Personally, I have been actively involved in researching the history of my family for over twenty years. It has been a very enlightening and wonderful experience. I have learned about the lives of many of my ancestors. Consider the life of Louis Jay Trompetter, my 2nd cousin 2 times removed.
Louis was born in Sioux City, Iowa on July 5, 1892. He was the son of David Trompetter, born in Holland, and Bertha Berlack, born in Florida. A few years after his birth, Louis and his family moved to Buffalo, New York and later Philadelphia, Pennsylvania. Louis served overseas during World War 1 in France. He was honorably discharged on March 1, 1919. On August 28. 1919, he applied for a passport. According to various documents, he worked in the area of export/import and later the clothing industry. At one time, he was the Secretary-Treasurer of the International Export & Import Co., Inc. and specifically worked with the country of France.
In September 1919, Louis returned to France where he was reportedly only going to be for two months. However, I suspect that changed because on January 2, 1920, in Nantes, France, Louis married Rose Marcella Rosenbaum, a native of France. While I do not know for sure, I suspect that Louis may have met and fell in love with Rose while he was stationed in France during World War 1. Three weeks after getting married, Louis and Rose set sail for New York where they arrived on February 7, 1920. They appear to have remained in the United States until September 1920 when they returned to France.
On November 14, 1922 their daughter, Betty Trompetter, was born in Nantes, France. Their second daughter, Fay Monique Janine Anny Trompetter, was born in Nantes, France on November 24, 1927. It appears they mainly lived in France and occasionally returned to the US.

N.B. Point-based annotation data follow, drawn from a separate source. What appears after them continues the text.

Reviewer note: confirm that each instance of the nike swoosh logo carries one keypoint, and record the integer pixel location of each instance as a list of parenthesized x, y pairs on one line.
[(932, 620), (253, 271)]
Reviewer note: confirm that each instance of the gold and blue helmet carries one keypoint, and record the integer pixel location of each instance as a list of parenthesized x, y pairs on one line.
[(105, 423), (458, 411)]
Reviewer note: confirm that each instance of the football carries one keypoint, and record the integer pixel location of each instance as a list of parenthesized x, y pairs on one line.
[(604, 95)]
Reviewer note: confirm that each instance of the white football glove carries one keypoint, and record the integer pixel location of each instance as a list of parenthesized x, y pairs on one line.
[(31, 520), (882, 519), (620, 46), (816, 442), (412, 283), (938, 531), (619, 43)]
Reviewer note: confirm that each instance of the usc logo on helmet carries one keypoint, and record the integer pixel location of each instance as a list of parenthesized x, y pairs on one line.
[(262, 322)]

In 1940, Germany invaded France. Sometime after that Rose Marcelle Rosenbaum Trompetter and her daughter Betty Trompetter were taken by the Germans and placed in the Auschwitz Concentration Camp. Sadly, they were killed in Auschwitz in July 1942.
Louis and his other daughter Fay appear to have avoided capture by the Germans and returned to the United States. I am not sure when this occurred, but it appears to have been done prior to the death of Rose and Betty. Documents show that Louis registered for the World War II draft on April 27, 1942 in Philadelphia, Pennsylvania. Eventually, in 1944
in the city of Philadelphia, Louis remarried. Coincidentally, his second wife was also named Rose. In 1972, at the age of 79, Louis passed away in Miami, Florida.
When I began to really study the genealogy of my family, resources were limited. Unlike today, where tons of resources for conducting genealogical research are easily accessible via the internet, when I first started that wasn’t so. I would have to visit libraries where I would have search for and review physical copies or images of genealogical and historic records. Thankfully, advances in technology have made researching one’s family history so much easier. Now, there are numerous resources online where you can access various records and in many cases view actual historic documents related to:
- Birth, Marriage, and Death,
- Military Service,
- Immigration, and
You can also view national and state census records, records containing prior addresses, newspaper articles, and many more. In addition, many individuals share their genealogical research online making it quicker and easier for you learn about your ancestors. Because of this, you might even have the privilege of making contact with a living relative you have never met. This happened to me earlier this year. I had the honor of making contact with Patti, my second cousin. Our common ancestor being, Louis Eliaz Cohen, who is our great grandfather.
Conducting genealogical research is a wonderful and rewarding experience. I would encourage everyone to find out about their ancestors. You never know what you may learn.
Coincidentally, today, October 2nd would have been my mother’s 73rd birthday. My mother, Saundra Ann (Ford) Bunch, was the one who first introduced me to genealogy. If not for her, I may
have never done the work I have done to learn about the history of my family. I feel she still inspires me today to continue my research. Happy Birthday Mom! Rest in Peace!